The Yemeni Foreign Minister Khaled al-Yamani, the Yemeni foreign minister, has started the implementation of the agreement by confirming his country's refusal to have any international forces permanently in Yemen, according to what was discussed with the United Nations during the Swedish talks.

UN Secretary-General Kofi Annan's spokesman Stephane Dujarric told a news conference in New York that the Co-ordinating Committee for Redeployment, the joint committee responsible for implementing the Hodeidah Accord, would immediately begin work immediately to shift the momentum from Sweden's talks into reality.

Dujarric added that the commission is not a UN peacekeeping force, noting that UN monitoring of the ceasefire comes within the mandate of UN envoy to Yemen Martin Griffith.

Gunmen Houthi on a tour of the city of Hodeidah (Reuters)

International experts
In a related context, UN sources confirmed to Al Jazeera correspondent that a team of international experts will arrive in Hodeidah on Wednesday to assess the field and logistical needs of the work of the Observer Group.

The sources spoke of the aspiration of the United Nations Secretariat to support the UN Security Council to organize and work of the Observer Group through the British draft resolution currently under discussion on Yemen.

The Yemeni government and the Houthis agreed on the file of prisoners and Hodeidah last Thursday and reached understandings on the Taiz file, while the two sides failed to reach understandings in the economic, central bank and Sana'a airport.

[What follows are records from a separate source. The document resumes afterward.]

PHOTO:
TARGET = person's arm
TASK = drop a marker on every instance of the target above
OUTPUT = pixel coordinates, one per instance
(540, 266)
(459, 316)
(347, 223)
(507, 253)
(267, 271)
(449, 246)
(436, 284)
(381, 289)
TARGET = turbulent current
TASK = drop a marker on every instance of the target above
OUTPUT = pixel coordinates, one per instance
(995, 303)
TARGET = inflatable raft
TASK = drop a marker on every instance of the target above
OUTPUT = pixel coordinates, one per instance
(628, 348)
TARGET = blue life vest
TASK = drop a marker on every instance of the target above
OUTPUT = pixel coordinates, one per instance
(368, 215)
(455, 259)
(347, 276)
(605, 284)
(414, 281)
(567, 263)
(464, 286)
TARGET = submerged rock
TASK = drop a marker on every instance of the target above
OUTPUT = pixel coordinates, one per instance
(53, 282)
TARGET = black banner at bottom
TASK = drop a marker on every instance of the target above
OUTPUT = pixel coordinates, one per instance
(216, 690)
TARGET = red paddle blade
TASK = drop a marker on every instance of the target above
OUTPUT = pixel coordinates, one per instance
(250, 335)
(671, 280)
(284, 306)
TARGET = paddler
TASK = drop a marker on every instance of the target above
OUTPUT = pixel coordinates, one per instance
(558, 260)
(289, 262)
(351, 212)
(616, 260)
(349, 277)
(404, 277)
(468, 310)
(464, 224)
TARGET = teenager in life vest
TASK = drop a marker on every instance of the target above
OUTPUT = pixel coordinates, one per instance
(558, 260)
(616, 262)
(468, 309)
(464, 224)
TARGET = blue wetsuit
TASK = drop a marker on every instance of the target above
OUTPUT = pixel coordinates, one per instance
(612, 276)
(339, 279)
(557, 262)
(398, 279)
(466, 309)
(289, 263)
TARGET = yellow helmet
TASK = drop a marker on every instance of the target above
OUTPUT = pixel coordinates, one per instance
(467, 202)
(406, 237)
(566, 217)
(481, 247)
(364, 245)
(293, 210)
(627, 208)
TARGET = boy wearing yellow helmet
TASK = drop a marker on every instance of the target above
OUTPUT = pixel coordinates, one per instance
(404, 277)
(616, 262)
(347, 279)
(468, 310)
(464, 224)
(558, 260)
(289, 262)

A spokesman for the Houthi group, Mohamed Abdel Salam, said the group confirmed its commitment to the agreement to stop military operations in Hodeidah and the truce in the city of Taiz in western Yemen.

Sweden Agreement
The positions of the parties to the Swedish agreement on Hodeidah have varied over some of its provisions, namely with respect to the administration and port of the city, where each party asserts that the management of the port will be transferred to related parties.

The outskirts of Hodeidah and other locations in the province have seen clashes between government forces and Houthis, although the Swedish agreement provides for an immediate ceasefire.

In a related context, Iranian Foreign Ministry Spokesman Bahram Qasimi expressed the hope that the recent Yemeni talks in Sweden will start a major and important shift to end the suffering of the Yemeni people. Qasimi said his country supports the talks in Sweden, calling for the Yemeni crisis to be an example of what the aggressors called.